Le Grand confinement. Pire que la Grande dépression de 1929, pire que la Grande récession de 2009, c’est ainsi que le FMI a baptisé la crise sans précédent historique dans laquelle la pandémie du coronavirus a plongé le monde. Avec des conséquences économiques « glaçantes », écrit dans l’Opinion Jade Grandin. Elles sont tout aussi épouvantables pour la France.
L’endettement, record I. Dans l’Opinion encore, Raphaël Legendre s’alarme : « Prolongation du confinement : la croissance dévisse, la dette explose. » Cette dernière dépasse désormais 115 % du PIB, un montant jamais vu en temps de paix. Pour mieux souligner le caractère inouï de la situation, notre spécialiste insiste : « Le passage d’un lockdown de six à huit semaines entraîne peu ou prou l’équivalent d’un an d’endettement supplémentaire… » Même la députée socialiste Valérie Rabault s’inquiète : le niveau de dette levée par la France « sera le plus élevé de notre histoire » (Les Echos). La machine à dette tournait déjà à plein. En début d’année, l’Agence France Trésor prévoyait d’émettre pour 205 milliards d’euros d’OAT (déjà un record) ; ce sera a minima 245 milliards pour un besoin de trésorerie total de 322 milliards. Il faut relire la lettre de Turgot à Louis XVI (1774) : «Point de banqueroute, point d’augmentation d’impôts, point d’emprunt. Pour remplir ces trois points, il n’y a qu’un moyen : c’est de réduire la dépense au-dessous de la recette. »

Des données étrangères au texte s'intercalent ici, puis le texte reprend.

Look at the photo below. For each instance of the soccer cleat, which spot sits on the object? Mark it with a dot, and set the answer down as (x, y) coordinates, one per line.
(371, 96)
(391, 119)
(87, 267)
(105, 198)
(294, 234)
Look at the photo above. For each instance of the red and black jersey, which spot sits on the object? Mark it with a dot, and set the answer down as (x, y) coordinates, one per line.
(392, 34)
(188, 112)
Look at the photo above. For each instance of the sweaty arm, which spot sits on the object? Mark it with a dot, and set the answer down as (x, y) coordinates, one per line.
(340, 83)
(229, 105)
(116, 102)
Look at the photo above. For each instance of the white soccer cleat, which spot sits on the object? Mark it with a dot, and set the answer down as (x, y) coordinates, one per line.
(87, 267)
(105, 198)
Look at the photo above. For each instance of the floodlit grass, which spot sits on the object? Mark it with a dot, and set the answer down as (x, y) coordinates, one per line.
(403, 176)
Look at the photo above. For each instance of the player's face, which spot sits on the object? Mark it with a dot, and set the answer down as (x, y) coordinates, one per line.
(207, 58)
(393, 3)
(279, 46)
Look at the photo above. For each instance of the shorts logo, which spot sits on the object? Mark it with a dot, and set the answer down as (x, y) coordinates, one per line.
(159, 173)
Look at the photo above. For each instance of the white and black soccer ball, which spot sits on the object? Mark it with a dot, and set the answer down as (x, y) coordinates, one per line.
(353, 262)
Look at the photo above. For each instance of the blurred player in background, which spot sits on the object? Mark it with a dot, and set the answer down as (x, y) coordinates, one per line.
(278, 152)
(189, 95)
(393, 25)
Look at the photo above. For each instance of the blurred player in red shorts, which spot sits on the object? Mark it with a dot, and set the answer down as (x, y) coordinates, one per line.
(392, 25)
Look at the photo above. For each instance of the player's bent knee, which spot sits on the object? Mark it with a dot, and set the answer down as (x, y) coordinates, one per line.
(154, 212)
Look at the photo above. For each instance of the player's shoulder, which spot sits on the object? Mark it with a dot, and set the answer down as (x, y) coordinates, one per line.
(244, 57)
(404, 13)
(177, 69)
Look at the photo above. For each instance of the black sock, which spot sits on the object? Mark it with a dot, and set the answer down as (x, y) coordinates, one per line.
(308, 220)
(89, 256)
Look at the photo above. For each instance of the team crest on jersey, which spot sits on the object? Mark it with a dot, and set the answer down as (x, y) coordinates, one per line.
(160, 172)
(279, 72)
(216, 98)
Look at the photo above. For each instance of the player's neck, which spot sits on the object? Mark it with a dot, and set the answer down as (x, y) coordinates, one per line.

La dépense publique, record II. Pauvre Turgot ! Depuis 1974, l’Etat a chaque année dépensé plus qu’il n’encaissait. En 2020, son déficit dépassera 183 milliards d’euros. C’est 7,6 % du PIB. En y ajoutant la Sécu et les collectivités locales, on atteint 9 %, du jamais vu depuis la fin de la Seconde Guerre mondiale, et encore s’agit-il d’une évaluation optimiste. Logique, les dépenses publiques explosent : de 55,6 % à 60,9 % – « un niveau jamais atteint sans doute dans l’histoire de France hors période de guerre », insistent encore Les Echos. Dans les années 1970, le Plan craignait qu’au-delà de 40 %, notre pays n’entra dans un régime collectiviste. Nous y voilà. Pas de doute, les débats du jour d’après porteront sur le « toujours plus ». Sur le combien plutôt que sur le comment. Or, la crise sanitaire le montre, notre niveau de dépense ne justifie pas la qualité des services publics rendus. Nicolas Marques (Institut Molinari) l’a déjà expliqué dans l’Opinion : il ne faut pas résumer la crise du coronavirus au manque d’argent. Répétons-le: les deux tiers de la hausse des dépenses publiques depuis 1959 sont le fait des retraites. Autrement dit, en optant pour une distribution sans limite des prestations sociales, les Français ont fait le choix collectif d’appauvrir l’Etat régalien. La protection sociale ponctionne 24 % de la richesse nationale, la sécurité et la défense moins de 2 %. Sans surprise, la qualité ne suit pas. L’Allemagne dépense autant que la France pour sa santé (un peu plus de 11 % du PIB) pour des résultats contre la pandémie, à ce stade, bien meilleurs. Et surtout, avec un taux de pression fiscale de 38,2 %, contre 46,1 % chez nous.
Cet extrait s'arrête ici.